The Hotel contended, and the court found, that the bellboy, Franklin, was not on duty in any capacity at the time the keys were laid on the registration desk nor at the time he took them. This fact is irrelevant, since the appellant's case is not based on any supposed vicarious liability for the act of Franklin under the doctrine of respondeat superior, but on a breach of duty by the other employees in handling the car keys. While a hotel is not an insurer against torts of an off-duty employee, neither will it be relieved from liability for negligence by the intervention of a wrongful act, the probability of which made its conduct negligent in the first place. Restatement of the Law of Torts, § 499. See Todd v. Natchez-Eola Hotels Co., 1934, 171 Miss. 577, 157 So. 703.
The Hotel contends that, even if the car was placed in its custody and a duty was breached, it can in no event be liable for more than $200 under KRS 306.030. This statute provides in subsection (a) that the proprietor of a hotel shall not be liable in excess of $100 for the loss of personal property brought into the hotel by guests, unless the loss is occasioned by the negligence of the hotel employees. Subsection (b) deals with loss of merchandise. Subsection (c) provides that: "In no event shall the liability provided for in this subsection exceed two hundred dollars, unless the proprietor has contracted in writing with the guest to assume a greater liability." In the Kentucky Hotel, Inc. v. Cinotti Case the Court held that KRS 306.030 (c) limited the liability of a hotel for the loss from the hotel checkroom of the baggage of a person who was not a guest at the time of the loss. There the action was for breach of the contract of bailment. The opinion of the Court suggested that perhaps the Legislature intended that the limitation should apply only where the property was in the joint custody of the hotel and the guest, and did not intend to limit liability where the property was delivered into the sole custody of the hotel under special contract. It concluded, however, that such a qualification of the limitation had not been written into the statute and recovery was limited to $200 in that case.

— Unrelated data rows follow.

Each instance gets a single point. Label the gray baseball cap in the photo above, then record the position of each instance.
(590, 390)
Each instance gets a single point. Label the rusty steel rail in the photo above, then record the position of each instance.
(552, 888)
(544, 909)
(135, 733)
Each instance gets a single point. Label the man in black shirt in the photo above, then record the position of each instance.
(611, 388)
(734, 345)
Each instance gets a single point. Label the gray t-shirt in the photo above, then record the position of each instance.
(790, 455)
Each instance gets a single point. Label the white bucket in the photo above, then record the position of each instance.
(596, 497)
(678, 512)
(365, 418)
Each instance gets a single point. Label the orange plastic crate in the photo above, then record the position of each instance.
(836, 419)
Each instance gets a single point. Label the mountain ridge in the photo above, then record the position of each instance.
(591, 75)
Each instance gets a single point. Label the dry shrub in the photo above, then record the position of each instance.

This construction was made in a case where the claim sounded in contract and thus no question of the constitutionality of the act was involved. If we construe the statute to limit tort claims sounding in negligence, such as the appellant's claim in this case, we would face a serious question of the unconstitutionality of the statute under Kentucky Constitution, § 54. See Milner Hotels, Inc. v. Lyon, 302 Ky. 717, 196 S.W.2d 364. In order to save the constitutionality of KRS 306.030 (c), we hold that the statutory limitation of recovery to $200 is not intended to limit liability in an action of tort for injury to property in the sole custody of the Hotel. Anything in Kentucky Hotel, Inc. v. Cinotti to the contrary is overruled.
The judgment is reversed, and the case remanded for the entry of a judgment in accordance with this opinion.